The Atlas Bear is the only known bear in the Ursinae line known to be native to Africa. An officer from the English military named Crowther first brought the Atlas Bear to the public's attention by his investigations in 1840, which is when the scientific community really recognized its existence. The Atlas Bear was classified as subspecies Ursus arctos crowtheri by Swiss naturalist Heinrich Rudolf Schinz in 1844. It is sometimes listed as its own species Ursus crowtheri.
Though the Atlas bear mainly inhabited the Atlas Mountains and surrounding areas of Morocco, Algeria, and Libya, fossilized remains of the Atlas bear have been discovered in caverns throughout North Africa. It lived in the mountains and forests.

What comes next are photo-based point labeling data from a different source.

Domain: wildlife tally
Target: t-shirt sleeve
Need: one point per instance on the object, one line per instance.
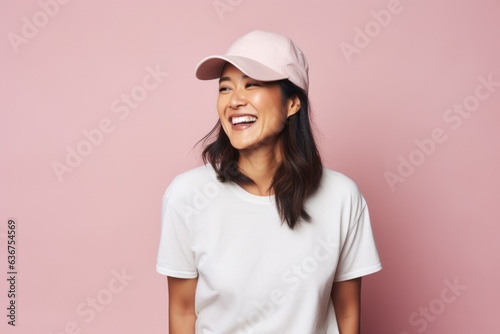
(175, 257)
(358, 256)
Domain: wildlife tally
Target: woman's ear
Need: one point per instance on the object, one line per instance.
(293, 105)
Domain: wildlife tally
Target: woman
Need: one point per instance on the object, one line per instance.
(263, 238)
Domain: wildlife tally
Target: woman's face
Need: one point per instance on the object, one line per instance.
(252, 113)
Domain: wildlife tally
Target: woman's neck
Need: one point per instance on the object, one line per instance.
(260, 166)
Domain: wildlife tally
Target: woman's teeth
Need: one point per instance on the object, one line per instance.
(243, 119)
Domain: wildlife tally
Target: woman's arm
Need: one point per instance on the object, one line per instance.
(346, 297)
(181, 313)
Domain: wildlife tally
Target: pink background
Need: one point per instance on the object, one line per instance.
(75, 233)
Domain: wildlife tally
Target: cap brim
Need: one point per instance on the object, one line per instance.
(211, 68)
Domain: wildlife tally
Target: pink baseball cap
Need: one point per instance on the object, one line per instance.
(263, 56)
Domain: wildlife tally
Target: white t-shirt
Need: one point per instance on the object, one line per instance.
(256, 275)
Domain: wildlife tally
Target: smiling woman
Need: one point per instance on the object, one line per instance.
(282, 244)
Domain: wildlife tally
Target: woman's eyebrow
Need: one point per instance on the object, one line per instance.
(244, 76)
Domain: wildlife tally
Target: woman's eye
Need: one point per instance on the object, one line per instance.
(251, 84)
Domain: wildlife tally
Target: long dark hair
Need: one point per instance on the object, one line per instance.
(297, 176)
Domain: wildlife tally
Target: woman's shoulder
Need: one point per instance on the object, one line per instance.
(337, 184)
(192, 180)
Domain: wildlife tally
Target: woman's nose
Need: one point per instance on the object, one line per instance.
(237, 99)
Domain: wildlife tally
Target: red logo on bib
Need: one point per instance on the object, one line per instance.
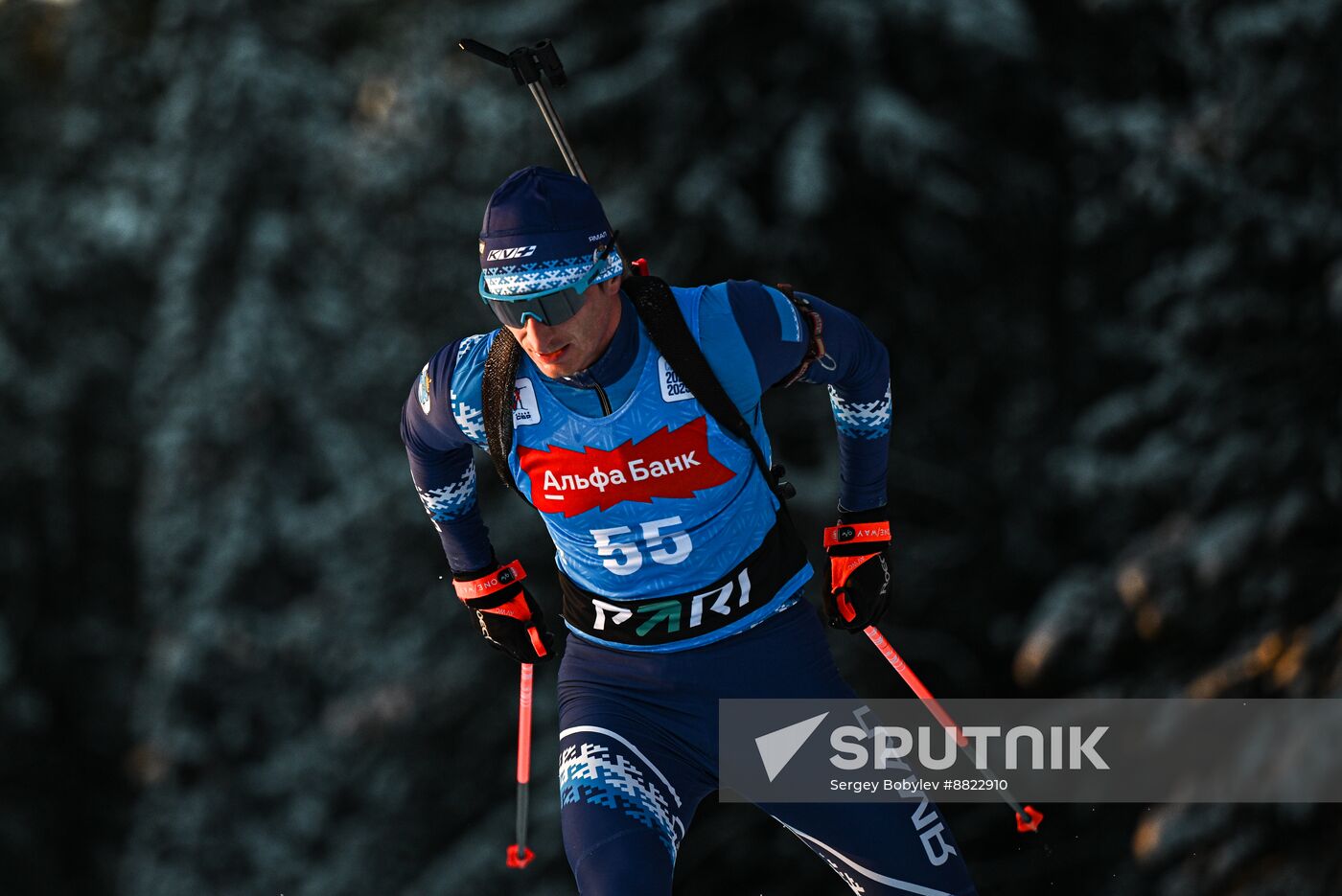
(670, 463)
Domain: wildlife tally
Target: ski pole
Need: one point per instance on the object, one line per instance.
(519, 855)
(527, 64)
(1027, 817)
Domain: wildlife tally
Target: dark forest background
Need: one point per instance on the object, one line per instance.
(1100, 239)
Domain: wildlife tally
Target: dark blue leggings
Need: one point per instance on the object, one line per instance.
(639, 750)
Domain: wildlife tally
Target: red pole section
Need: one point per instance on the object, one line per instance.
(523, 725)
(914, 684)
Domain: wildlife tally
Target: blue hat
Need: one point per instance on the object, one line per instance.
(544, 230)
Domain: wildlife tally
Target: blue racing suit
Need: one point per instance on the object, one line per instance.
(646, 496)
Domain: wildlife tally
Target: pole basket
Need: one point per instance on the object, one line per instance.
(1032, 822)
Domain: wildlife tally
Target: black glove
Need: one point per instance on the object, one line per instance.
(859, 574)
(510, 618)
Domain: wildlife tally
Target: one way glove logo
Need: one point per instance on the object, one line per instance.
(670, 463)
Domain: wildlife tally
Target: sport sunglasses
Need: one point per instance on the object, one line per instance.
(550, 306)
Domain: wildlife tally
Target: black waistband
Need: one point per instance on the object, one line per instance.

The Atlas bear had shaggy blackish brown hair, a black muzzle, an orange rufous chest and belly, and sometimes a white spot on the throat. Its fur was 4 to 5 inches long. Its build was reported by Officer Crowther as being shorter than that of an American black bear, with a more blunt face and unusually short, although thick claws.
The Atlas Bear is believed to have fed at least partially on roots, acorns and nuts.
Following the expansion of the Roman Empire in Northern Africa, thousands of bears were hunted for sport, used for execution of criminals, and killed during venatio games. The Atlas Bear is believed to have become extinct in the 1870s.